According to the study, the state of Rhode Island had the most cases of mortgage fraud through the first quarter of 2009. The state of Florida, which is also among the nation’s top foreclosure states, came in second in percentage of mortgage fraud. The rest of the top 10 list included Illinois, Georgia, Maryland, New York, Michigan, Missouri and Colorado.

The recent surge in mortgage fraud may have several causes, but the data suggests that overall tightening of lending standards is a major contributor. The credit crunch has made it more difficult for borrowers to access mortgages, which has created more desperation in the mortgage market. That desperation may have caused some borrowers to resort to fraud in order to obtain a loan.

The number one type of fraud according to MARI is mortgage application fraud. In 2008, application fraud accounted for 61% of reported incidents. This type of fraud involves falsification of income and other important information when applying for a loan. The second most common type of mortgage fraud involved supplying errant tax returns and financial statements. This accounted for 28% of reported fraud incidents in 2008. This type of fraud was up 60% from the previous year.

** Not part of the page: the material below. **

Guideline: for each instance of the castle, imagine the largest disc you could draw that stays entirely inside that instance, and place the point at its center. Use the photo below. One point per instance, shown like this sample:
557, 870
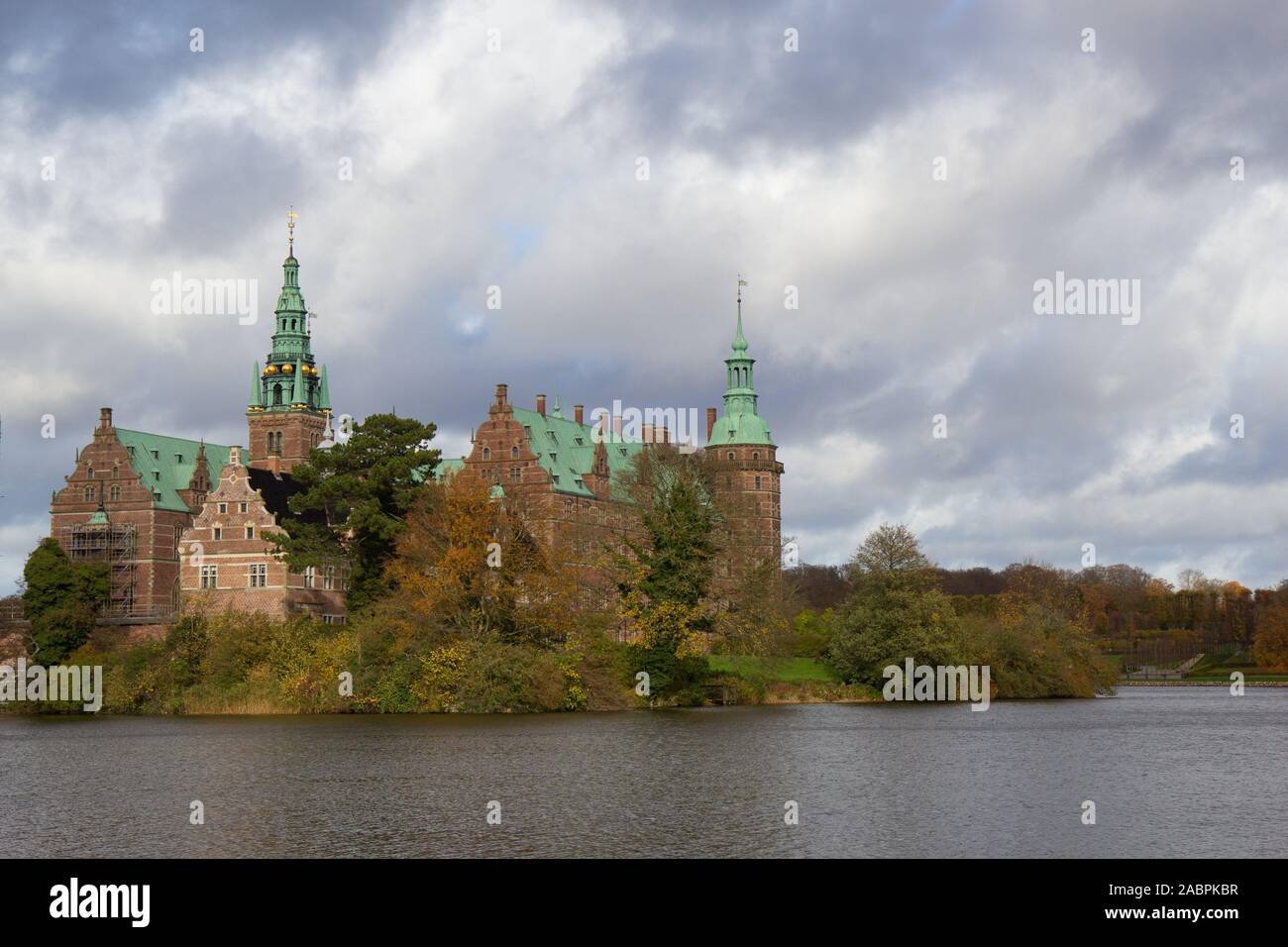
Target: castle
181, 522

The third most common type of mortgage fraud according to the MARI study involved overestimating appraisals. Other types included those involving employment and deposit verifications, escrow and closing costs and credit reports.

The foreclosure boom seems to have given rise to a new form of mortgage fraud, foreclosure prevention schemes. This type of fraud is used to mislead homeowners facing foreclosure into turning over the deed to their home. Their home may then be sold without their knowledge even as they pay rent to the scammer.

Additionally, the study has highlighted mortgage fraud involving identity theft from the elderly and immigrants as a new danger. As is so-called “builder bail-out,” in which scammers seek out investor funds for fraudulent development projects that are never built.

In addition to tighter lending standards, increased rates of fraud reporting may also be a significant factor in the surge of reported mortgage fraud. In the days of subprime loans, which included exotic mortgage products like “No Doc” mortgages, lenders would often take the word of the borrower for loan approval. Now that the subprime market has collapsed, lenders are much more diligent about verifying the information provided on mortgage applications. Consequently, more instances of mortgage fraud are being discovered.

The MARI study was created for the Mortgage Banker’s Association and the findings were presented at their annual mortgage fraud conference. In the near future, the group plans to lobby the federal government to set aside funds that will help directly combat mortgage fraud.